You can quite clearly see the difference in reflection where the tiles are touching the water.

MBQ

Reply to
Man at B&Q

In article , George scribeth thus

If I had paid someone to do that I'd have them back sharpish.

Gutters are to get RID of water, not store it thats the rainwater butt's job!....

Reply to
tony sayer

Gutters are to stop the roof water runoff cascading down the walls. I had a long discussion with my BCO in this..

What they do with it, is not relevant to their primary function.

Reply to
The Natural Philosopher

What they shouldn't do with it is! Like letting the roof tiles dip their toes in it.

MBQ

Reply to
Man at B&Q

snipped-for-privacy@v72g2000hsv.googlegroups.com...

Has the roof been retiled? Is the bottom row of tiles lower than it used to be, hence the problem with them being in the standing water?

MBQ

Reply to
Man at B&Q

It's not up to the person who arrives to repair the leaking gutter, to strip off and re-tile the entire roof though....he's repaired the leaking gutter, if they want to get a roofer in to sort out the bottom half dozen rows of tiles, that's up to them.

Reply to
Phil L

How did they manage to get 4" of lead under the tiles?wouldn't the roof struts be in the way?

Reply to
George

Beg to differ guv, as I see it their there to collect the water of the roof and carry it away not to store it. If they do then someone's got the angles of downtilt cocked up;!..

Water doesn't run uphill;)..

Reply to
tony sayer

And the sandstone slabs are running the wrong way - hardly the fault of the person who re-lines them with lead.

What most people here are asking for is ridiculous...it would involve a full scaffold (£600), removal of sandstone blocks, (heavy lifting gear req - another £100ish), strip back bottom part of roof, relay sandstone slabs on top of wall, provided no brickwork moves, patch up inside house, as oten these blocks are simply plastered over at the top of each inside wall (£200), plus labour etc and you are looking at a good few grand to put it exactly how it should be. Considering the dopey neighbour has been living with a leaky gutter for christ knows how long, it's highly unlikely that she will pay thousands of pounds to have this half pint of water removed from her gutters, which work perfectly BTW.

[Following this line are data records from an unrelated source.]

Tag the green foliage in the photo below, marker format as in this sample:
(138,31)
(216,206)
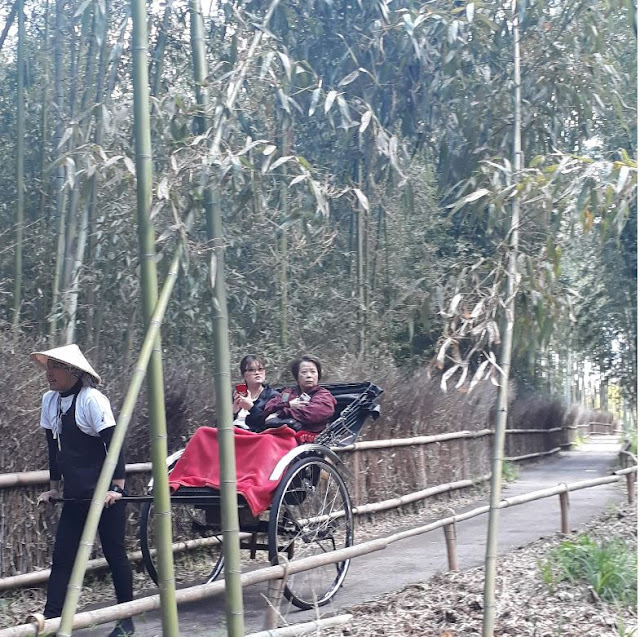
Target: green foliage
(609,569)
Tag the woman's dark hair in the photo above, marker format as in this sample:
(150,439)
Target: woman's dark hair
(307,358)
(248,359)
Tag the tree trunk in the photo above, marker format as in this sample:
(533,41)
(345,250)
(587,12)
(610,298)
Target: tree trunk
(99,35)
(157,61)
(10,18)
(502,407)
(60,172)
(144,167)
(222,366)
(44,121)
(17,290)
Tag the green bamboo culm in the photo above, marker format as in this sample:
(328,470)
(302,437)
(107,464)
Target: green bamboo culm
(149,288)
(491,555)
(17,290)
(106,475)
(222,367)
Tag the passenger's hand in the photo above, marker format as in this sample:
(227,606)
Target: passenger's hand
(245,402)
(47,496)
(111,498)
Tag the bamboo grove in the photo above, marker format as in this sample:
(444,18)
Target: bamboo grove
(419,182)
(362,171)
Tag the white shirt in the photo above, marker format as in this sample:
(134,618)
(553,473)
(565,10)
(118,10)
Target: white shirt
(93,411)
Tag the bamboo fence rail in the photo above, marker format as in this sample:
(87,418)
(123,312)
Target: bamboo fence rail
(308,628)
(31,478)
(147,604)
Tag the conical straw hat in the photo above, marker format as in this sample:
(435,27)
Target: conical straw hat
(68,354)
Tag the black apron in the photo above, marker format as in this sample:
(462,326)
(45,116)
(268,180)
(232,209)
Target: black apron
(80,457)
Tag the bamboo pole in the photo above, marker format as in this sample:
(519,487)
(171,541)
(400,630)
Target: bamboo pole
(58,105)
(491,555)
(97,503)
(450,541)
(564,512)
(158,432)
(222,376)
(631,488)
(275,591)
(8,23)
(17,287)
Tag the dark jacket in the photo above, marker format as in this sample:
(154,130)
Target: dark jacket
(312,417)
(255,413)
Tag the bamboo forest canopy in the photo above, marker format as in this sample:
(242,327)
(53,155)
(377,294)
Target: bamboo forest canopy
(362,154)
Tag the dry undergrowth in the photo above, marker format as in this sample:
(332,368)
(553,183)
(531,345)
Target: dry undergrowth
(450,604)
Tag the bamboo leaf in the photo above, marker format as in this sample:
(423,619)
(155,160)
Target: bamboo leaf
(279,162)
(455,301)
(362,198)
(478,374)
(130,165)
(471,9)
(349,78)
(365,120)
(446,376)
(622,178)
(442,352)
(163,189)
(329,100)
(463,376)
(315,98)
(286,63)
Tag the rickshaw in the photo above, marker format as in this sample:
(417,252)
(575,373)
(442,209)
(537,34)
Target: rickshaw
(310,513)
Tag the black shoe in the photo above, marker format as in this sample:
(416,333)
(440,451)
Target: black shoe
(124,628)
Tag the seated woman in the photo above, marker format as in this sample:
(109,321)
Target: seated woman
(247,408)
(307,408)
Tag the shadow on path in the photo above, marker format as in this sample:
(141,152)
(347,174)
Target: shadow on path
(417,559)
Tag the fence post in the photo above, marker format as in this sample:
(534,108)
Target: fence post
(450,538)
(275,589)
(564,513)
(631,488)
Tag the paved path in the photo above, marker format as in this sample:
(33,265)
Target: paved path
(417,559)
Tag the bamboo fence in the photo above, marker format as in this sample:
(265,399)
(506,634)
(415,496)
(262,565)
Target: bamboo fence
(391,471)
(38,625)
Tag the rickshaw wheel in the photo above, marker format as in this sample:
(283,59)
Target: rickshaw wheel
(188,523)
(311,515)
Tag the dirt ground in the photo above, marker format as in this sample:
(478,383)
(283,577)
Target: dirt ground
(450,604)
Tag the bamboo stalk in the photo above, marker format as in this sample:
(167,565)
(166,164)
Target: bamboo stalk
(450,541)
(564,512)
(502,407)
(17,288)
(149,283)
(631,490)
(95,510)
(275,591)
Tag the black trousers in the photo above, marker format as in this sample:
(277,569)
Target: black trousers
(111,530)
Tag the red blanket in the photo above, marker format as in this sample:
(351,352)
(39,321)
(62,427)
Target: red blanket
(256,456)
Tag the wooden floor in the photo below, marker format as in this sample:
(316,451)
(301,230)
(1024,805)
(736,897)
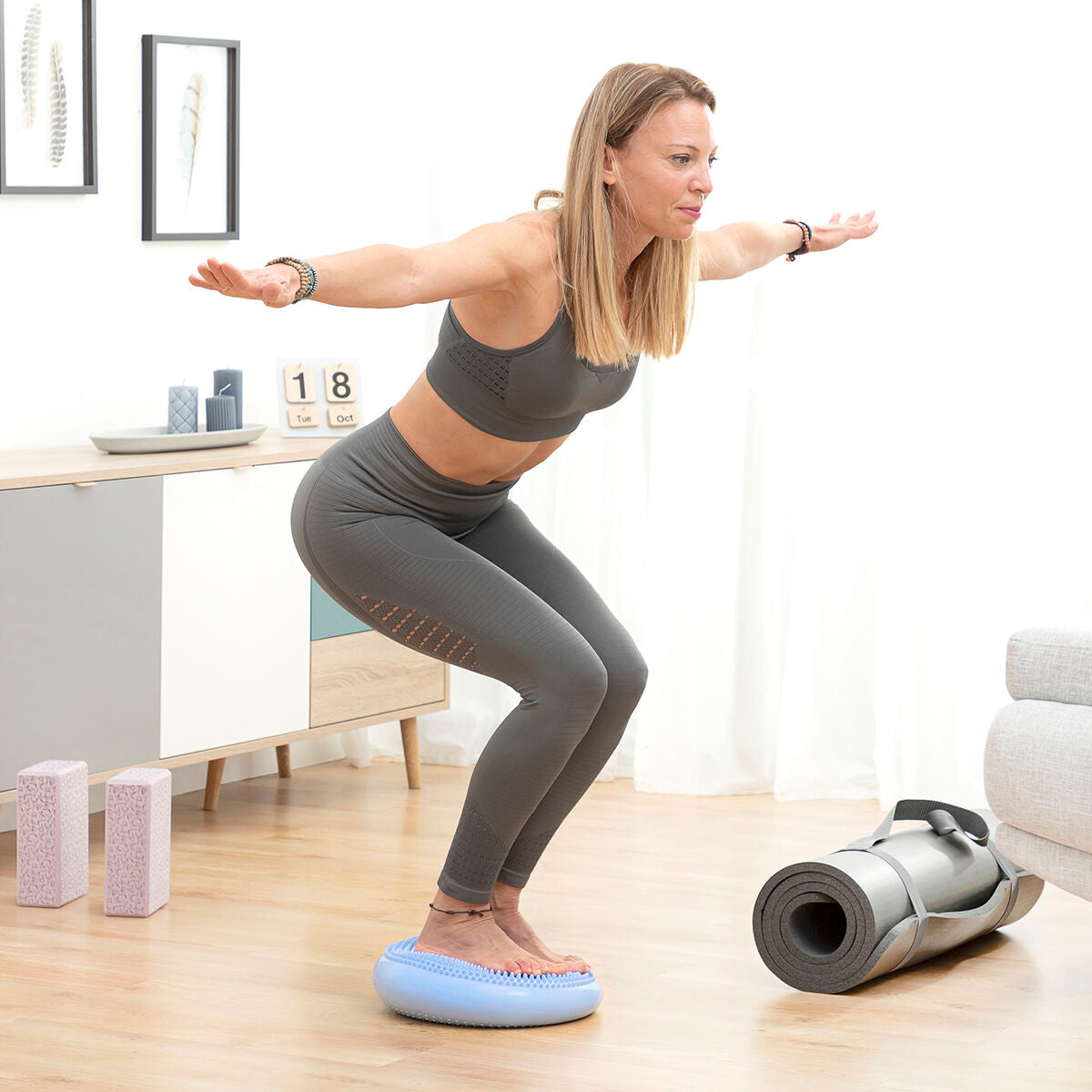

And it probably did work perfectly until the subsidence which has caused the guters to run in the opposite direction.

Reply to
Phil L

No, they've pushed the bottom row of tiles up and laid the lead, then pulled them back down - it's highly likely that the joists are much further back than this

Reply to
Phil L

In general the above gutters should be set with the right fall in the first place..

Did anyone mention subsidence?....

Reply to
tony sayer

In message , Phil L writes

Extra downpipes?

regards

>
Reply to
Tim Lamb

Philip let me make it clear to you... The rainwater is flowing in the correct direction ie towards my gutter,at the end of my gutter is the downspout. putting another downspout inbetween us is not an option basically because we cannot due to the nature our doorways are adjacent to each other and will look stupid anyway even if we could put one there.

The problem is the joint, its too thick and blocks the excess water it leaves up there. I think it'll get worse when the gutter starts aquiring moss,grass,silt and I'm thinking the rainwater will start pissing over the edge in heavy rainfall?.

Reply to
George

They obviously were.

No they didn't, but what do you think has caused a solid sandstone gutter to run in the opposite direction to what it should?

Reply to
Phil L

I know this George - this is why the neighbours new lead goes over the top of yours, and what is causing the water to hold. In a perfect world, it should be one continuous piece of lead so there would be no steps, but it's not a perfect world and your neighbours lead has disintegrated/been robbed and so it has to be re-covered...short of stripping your gutters too, there is no alternative, and this isn't feasible because A) your gutters aren't leaking and you aren't going to pay for it, and B) the neighbour isn't going to pay for it neither as it's only her gutters she is interested in.

so short of stripping the gutters of the entire row of houses,which no one wants to pay for, can you suggest to me a different way of covering your neighbours gutter with lead and not having a joint like this - I'm sure there are an army of roofers out there waiting for the suggestion.